Attorney Matthew Gorman, representing the operators of both sober houses, wrote a letter to the city a few hours before the March 7 city council meeting saying a moratorium would be “highly problematic and would expose the city to legal challenges if the city council proceeds.” Instead, he volunteered his cooperation with the city to find a solution.

On top of being vague and rushed, the moratorium violates privacy laws, equal protection rights, uniform housing code, zoning regulations and the Federal Fair Housing Act, Gorman said.

“Both the Federal Act and the State Act (of the Fair Housing Act) treat persons recovering from drug and alcohol addictions as individuals with a disability,” Gorman said. Discrimination in housing based on this disability is prohibited, according to the Fair Housing Act.

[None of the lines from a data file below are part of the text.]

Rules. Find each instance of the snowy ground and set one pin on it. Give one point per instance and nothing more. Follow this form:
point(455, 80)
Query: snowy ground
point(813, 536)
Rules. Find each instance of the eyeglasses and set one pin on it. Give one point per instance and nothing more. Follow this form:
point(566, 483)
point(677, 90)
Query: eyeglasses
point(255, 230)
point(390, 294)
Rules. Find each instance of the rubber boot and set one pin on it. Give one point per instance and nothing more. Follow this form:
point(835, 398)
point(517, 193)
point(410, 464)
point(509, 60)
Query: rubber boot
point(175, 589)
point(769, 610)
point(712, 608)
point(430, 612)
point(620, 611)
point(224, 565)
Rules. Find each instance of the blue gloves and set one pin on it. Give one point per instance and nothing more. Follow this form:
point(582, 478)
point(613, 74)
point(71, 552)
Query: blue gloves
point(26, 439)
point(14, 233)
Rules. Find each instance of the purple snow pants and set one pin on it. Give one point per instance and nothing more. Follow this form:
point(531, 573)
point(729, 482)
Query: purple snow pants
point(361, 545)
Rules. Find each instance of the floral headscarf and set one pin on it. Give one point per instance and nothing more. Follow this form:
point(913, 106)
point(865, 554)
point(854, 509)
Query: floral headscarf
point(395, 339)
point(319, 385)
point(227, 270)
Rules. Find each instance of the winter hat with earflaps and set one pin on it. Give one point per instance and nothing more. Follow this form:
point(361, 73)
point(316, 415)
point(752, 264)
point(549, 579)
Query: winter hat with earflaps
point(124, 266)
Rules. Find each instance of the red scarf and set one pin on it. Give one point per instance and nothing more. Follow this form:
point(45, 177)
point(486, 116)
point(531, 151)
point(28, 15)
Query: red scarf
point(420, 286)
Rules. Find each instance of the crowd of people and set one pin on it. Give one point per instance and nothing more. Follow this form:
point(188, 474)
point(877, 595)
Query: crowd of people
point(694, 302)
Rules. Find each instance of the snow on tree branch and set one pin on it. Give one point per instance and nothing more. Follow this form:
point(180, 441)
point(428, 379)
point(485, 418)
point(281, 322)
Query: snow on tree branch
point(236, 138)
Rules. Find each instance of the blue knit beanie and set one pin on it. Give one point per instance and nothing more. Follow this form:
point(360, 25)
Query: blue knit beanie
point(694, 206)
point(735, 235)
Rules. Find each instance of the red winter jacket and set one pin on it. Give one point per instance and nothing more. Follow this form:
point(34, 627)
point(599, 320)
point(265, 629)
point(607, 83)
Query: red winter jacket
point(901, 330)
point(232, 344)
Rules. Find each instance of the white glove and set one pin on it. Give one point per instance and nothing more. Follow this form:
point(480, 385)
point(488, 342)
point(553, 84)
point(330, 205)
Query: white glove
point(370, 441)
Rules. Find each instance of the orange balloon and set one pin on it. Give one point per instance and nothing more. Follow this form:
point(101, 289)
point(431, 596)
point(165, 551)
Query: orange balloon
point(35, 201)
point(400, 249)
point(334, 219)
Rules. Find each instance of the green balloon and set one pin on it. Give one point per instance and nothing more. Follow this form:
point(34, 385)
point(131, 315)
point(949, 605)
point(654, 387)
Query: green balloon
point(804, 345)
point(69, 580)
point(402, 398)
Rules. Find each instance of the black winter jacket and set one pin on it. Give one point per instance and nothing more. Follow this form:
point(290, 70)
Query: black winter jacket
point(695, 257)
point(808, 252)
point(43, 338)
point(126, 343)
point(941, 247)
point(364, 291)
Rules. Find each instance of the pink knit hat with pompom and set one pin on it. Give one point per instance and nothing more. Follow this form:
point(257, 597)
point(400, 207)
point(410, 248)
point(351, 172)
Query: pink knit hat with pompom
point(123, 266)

Jonathan Parkhurst is a recovering alcoholic and former operator of a San Rafael sober living home. “Without funding from the county, [sober living homes] require a large amount of people living in the house,” he said.

The Culloden Park property, operated by Bay Area Sober Living, LLC., charges a monthly $4,000 for shared room and board and could house up to 15 people.  Fire safety and sanitation become difficult with more people and no regulations.

“There are bad sober groups homes and there are good ones,” Parkhurst said. “The moratorium is a short-term Band-Aide to a long-term problem.”

Cities all over the state and country are struggling with how to regulate sober living facilities.  Garner, N.C., Columbus, Ind. and Dalton Township, Mich. have all been sued by the United States Department of Justice for attempts at regulation, according to Epstein.  Los Angeles is currently revising its zoning to address the problem and West Hollywood was recently involved in a lawsuit involving rent control and clean and sober living homes.

"We need to investigate this and we need to understand it," Mayor Albert Boro said. Boro sees the moratorium as a necessary “time out” to study zoning and state law regarding groups more thoroughly. The moratorium does not apply to group homes housing less than six people.

“They should be operating these kinds of facilities in commercial, not residential areas,” San Rafael resident Jennifer Turek said.  Turek is a business owner and recently dealt with financial problems.

Months back, the Culloden Park and Marin Street properties were on the real estate market. After the price dropped and there were still no buyers, the owners leased the houses to Bay Area Sober Living, LLC. and TLC Residential, Inc. The companies then converted them to sober living homes.

Turek sees this as an attractive possibility for people fighting foreclosure, like herself. “If everyone can (rent out their homes to businesses like Bay Sober Living). Everyone will,” she said.